LANZHOU: Nature reserve workers in Northwest China's Gansu Province are busy coming up with a plan to help feed giant pandas as they are suffering from a food shortage caused by arrow bamboo flowering.

Zhang Kerong, director of the Baishuijiang State Nature Reserve, said a new food source will be found to keep the pandas going.

Zhang said that arrow bamboo the pandas' favourite flowers then goes to seed just before it dies. Giant pandas do not eat bamboo once it blooms, and it takes 10 years for a new supply to grow. Bamboo blooming in the early 1980s caused the deaths of about 250 giant pandas.

Zhang said that 22 giant pandas living in the Bikou and Rangshuihe areas, where much of the bamboo is blooming, are facing the threat of starvation.

Workers in the reserve will move old and weak giant pandas and lure fit pandas to new habitats, Zhang said.

According to World Wide Fund for Nature, a giant panda may consume 12-18 kilograms of bamboo a day to meet its energy requirements. The habitat of giant pandas is in Gansu, Shaanxi provinces in Northwest China and Sichuan Province in Southwest China to the east of the Qinghai-Tibetan Plateau.
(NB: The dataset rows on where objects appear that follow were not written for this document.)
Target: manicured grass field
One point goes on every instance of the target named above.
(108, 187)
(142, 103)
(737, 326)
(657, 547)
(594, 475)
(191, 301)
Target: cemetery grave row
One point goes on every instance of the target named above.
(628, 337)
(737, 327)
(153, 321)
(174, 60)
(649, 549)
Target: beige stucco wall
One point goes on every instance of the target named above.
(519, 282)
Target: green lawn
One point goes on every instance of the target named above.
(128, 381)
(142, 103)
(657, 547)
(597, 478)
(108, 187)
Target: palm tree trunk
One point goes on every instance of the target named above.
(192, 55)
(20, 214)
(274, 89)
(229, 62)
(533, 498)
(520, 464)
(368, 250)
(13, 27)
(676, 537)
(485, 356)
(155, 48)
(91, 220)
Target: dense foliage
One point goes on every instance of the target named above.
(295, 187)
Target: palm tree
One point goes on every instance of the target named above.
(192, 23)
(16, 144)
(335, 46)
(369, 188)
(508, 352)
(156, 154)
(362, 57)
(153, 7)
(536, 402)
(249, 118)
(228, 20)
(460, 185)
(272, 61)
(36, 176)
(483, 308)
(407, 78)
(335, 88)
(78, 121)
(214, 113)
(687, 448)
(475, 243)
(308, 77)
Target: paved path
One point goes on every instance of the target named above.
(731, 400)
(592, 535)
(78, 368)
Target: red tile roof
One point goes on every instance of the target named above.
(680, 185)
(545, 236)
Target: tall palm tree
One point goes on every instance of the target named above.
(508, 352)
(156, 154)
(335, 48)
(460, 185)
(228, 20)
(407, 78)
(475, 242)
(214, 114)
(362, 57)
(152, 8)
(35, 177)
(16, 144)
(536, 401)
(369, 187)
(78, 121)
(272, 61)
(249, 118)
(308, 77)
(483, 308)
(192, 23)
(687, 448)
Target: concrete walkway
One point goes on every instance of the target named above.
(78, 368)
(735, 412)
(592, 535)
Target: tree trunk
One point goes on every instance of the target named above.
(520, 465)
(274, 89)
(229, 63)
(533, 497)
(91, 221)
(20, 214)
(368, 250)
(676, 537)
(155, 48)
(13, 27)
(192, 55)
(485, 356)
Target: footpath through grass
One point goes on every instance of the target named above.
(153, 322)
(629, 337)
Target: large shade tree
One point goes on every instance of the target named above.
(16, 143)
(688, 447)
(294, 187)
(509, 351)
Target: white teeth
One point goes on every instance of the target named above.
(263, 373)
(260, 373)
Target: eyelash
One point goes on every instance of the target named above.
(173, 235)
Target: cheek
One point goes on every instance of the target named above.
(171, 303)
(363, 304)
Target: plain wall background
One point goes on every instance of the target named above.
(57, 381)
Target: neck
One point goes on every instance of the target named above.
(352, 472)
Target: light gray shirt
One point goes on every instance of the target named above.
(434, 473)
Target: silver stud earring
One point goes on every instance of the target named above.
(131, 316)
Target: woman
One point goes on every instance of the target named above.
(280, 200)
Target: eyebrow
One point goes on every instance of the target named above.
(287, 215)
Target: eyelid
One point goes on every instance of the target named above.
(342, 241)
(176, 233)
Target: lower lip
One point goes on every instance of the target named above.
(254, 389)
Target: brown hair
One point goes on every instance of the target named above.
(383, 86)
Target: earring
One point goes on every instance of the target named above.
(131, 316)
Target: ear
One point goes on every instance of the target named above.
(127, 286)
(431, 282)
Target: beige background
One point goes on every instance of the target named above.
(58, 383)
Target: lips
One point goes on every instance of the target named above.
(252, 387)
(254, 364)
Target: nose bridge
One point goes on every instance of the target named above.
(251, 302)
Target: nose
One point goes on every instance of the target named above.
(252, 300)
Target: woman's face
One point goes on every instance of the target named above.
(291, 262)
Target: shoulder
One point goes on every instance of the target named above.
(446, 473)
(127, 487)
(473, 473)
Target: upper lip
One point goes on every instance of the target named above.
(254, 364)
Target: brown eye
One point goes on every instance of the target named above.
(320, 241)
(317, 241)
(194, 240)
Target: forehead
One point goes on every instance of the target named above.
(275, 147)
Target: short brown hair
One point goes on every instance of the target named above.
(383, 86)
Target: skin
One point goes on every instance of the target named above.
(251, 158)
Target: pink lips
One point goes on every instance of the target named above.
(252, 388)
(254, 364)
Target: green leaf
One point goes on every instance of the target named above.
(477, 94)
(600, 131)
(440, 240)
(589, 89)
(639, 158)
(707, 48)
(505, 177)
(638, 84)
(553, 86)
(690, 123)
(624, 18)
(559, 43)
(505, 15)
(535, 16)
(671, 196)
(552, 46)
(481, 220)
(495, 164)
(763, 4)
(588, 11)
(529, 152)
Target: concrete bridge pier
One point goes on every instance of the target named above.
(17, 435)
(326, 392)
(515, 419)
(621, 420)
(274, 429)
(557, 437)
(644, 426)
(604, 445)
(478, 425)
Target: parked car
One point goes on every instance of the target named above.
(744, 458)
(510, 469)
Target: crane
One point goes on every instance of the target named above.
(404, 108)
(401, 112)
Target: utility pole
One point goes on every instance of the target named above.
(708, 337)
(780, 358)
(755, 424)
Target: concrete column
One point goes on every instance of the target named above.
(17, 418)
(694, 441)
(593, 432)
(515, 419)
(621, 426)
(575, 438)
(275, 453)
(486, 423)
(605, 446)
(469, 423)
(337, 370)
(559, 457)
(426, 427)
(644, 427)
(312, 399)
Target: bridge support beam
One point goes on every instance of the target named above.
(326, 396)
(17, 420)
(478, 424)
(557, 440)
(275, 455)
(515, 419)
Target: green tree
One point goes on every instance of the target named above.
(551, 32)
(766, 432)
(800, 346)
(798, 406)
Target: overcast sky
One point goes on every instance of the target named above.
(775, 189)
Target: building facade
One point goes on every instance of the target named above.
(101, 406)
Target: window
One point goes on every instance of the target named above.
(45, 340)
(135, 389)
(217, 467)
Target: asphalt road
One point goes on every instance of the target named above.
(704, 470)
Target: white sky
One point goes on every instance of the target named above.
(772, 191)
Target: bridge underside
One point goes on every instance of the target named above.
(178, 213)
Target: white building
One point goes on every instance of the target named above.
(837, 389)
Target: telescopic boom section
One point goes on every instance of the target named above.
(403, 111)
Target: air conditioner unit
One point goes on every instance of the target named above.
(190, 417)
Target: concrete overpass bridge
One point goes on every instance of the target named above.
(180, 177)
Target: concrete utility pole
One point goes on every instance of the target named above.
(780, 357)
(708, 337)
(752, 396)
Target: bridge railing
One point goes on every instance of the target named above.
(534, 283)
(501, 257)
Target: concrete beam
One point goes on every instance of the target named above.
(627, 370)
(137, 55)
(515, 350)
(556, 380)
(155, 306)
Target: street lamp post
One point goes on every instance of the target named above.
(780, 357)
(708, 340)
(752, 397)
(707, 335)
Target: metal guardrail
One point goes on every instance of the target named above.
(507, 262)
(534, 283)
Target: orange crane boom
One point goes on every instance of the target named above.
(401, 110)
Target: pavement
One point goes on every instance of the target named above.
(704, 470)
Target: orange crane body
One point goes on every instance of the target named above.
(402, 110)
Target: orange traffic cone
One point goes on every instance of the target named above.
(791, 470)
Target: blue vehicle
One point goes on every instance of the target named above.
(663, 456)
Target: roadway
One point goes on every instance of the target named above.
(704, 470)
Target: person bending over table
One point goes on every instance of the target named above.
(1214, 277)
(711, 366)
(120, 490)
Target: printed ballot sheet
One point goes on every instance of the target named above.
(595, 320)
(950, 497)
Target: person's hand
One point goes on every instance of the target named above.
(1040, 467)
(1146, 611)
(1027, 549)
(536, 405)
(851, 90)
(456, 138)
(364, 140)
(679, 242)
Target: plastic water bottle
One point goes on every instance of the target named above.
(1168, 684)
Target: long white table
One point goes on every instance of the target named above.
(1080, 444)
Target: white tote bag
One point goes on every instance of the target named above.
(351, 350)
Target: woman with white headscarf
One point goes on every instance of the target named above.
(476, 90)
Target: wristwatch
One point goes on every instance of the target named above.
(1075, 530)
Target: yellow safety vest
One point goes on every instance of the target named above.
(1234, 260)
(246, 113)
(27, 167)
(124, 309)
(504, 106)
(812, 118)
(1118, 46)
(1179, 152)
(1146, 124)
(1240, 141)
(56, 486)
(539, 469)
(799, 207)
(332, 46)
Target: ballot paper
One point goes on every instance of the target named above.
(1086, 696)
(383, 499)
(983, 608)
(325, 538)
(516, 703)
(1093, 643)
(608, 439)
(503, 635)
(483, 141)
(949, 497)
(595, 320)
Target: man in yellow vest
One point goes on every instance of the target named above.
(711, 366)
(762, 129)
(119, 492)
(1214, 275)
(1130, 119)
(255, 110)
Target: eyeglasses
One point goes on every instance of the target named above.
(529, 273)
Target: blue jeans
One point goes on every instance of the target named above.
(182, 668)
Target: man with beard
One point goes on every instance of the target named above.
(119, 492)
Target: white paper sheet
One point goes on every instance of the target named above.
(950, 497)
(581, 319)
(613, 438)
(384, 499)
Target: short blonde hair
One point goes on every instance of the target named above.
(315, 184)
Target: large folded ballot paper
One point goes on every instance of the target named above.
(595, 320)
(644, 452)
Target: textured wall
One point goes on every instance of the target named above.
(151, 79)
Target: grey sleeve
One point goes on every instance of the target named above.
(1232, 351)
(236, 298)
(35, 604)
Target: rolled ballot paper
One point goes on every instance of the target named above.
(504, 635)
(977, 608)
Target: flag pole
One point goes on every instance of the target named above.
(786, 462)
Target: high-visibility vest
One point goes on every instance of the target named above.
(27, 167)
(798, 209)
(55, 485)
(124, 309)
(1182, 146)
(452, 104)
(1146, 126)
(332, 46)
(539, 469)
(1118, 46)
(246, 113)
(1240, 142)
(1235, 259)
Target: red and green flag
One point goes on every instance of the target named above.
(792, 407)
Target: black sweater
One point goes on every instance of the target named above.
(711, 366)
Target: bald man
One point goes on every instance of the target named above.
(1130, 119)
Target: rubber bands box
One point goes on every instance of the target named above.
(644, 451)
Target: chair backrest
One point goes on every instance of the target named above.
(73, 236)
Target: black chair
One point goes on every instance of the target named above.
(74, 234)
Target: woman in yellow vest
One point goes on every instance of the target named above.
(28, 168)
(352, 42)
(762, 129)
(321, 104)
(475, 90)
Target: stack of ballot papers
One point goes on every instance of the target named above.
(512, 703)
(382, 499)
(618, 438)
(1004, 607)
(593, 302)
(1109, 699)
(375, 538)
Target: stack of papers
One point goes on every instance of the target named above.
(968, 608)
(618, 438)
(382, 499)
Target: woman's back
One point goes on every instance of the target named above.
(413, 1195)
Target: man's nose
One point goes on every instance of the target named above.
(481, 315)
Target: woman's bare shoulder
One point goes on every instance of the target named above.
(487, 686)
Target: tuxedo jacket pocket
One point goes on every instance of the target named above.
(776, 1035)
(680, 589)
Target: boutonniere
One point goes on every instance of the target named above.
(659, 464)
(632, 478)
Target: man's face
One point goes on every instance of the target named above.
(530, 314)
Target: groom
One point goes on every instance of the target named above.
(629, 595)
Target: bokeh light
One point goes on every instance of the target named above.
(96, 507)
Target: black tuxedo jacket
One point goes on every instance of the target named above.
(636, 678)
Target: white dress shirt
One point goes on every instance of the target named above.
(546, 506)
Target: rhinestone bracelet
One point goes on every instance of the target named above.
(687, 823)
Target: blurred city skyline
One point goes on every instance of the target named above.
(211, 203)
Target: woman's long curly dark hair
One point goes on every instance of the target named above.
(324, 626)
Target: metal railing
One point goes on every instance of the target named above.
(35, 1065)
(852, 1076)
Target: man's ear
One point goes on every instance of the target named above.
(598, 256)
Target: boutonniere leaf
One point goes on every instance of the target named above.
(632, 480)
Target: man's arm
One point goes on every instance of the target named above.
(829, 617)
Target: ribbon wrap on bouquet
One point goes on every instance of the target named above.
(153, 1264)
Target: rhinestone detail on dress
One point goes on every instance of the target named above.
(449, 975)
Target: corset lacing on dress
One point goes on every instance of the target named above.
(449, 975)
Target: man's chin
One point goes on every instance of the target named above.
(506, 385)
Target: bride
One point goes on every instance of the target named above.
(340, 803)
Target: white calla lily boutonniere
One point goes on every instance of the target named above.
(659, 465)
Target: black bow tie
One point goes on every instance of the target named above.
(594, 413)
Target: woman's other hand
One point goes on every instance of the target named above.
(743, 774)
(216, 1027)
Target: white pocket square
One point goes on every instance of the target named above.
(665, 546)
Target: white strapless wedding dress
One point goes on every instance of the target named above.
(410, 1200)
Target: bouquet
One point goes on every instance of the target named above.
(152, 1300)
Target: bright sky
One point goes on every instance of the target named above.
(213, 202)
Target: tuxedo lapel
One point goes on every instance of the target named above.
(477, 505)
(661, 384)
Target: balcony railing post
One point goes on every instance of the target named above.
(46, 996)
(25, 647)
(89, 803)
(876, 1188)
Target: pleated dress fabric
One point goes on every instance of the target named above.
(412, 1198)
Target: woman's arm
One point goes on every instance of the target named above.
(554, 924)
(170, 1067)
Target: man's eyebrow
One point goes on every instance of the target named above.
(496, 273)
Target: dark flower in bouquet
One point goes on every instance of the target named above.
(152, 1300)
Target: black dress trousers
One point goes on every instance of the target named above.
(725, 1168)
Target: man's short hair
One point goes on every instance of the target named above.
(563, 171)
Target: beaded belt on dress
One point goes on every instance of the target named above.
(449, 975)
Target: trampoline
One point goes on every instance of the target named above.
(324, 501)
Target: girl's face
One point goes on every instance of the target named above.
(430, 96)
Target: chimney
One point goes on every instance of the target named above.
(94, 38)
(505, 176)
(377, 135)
Approximately 1,600 giant pandas live in the wild.

As of late last year, flowering bamboo covered more than 7,000 hectares of the nature reserve, and this area has continued to expand.

The nature reserve, occupying about 220,000 hectares, has 102 resident giant pandas living wild.

More than 1,500 giant pandas live in the wild across the country, according to a survey by the State Forestry Administration.

In Sichuan and Shaanxi provinces, two other giant panda habitats, arrow bamboo is also blooming.

The Baishuijiang reserve and the local government have spread the word about panda protection and asked locals not to harm the hungry animals if they roam around villages looking for food.

Zhang said the reserve will dispatch frequent patrols and rescue giant pandas in danger of starvation.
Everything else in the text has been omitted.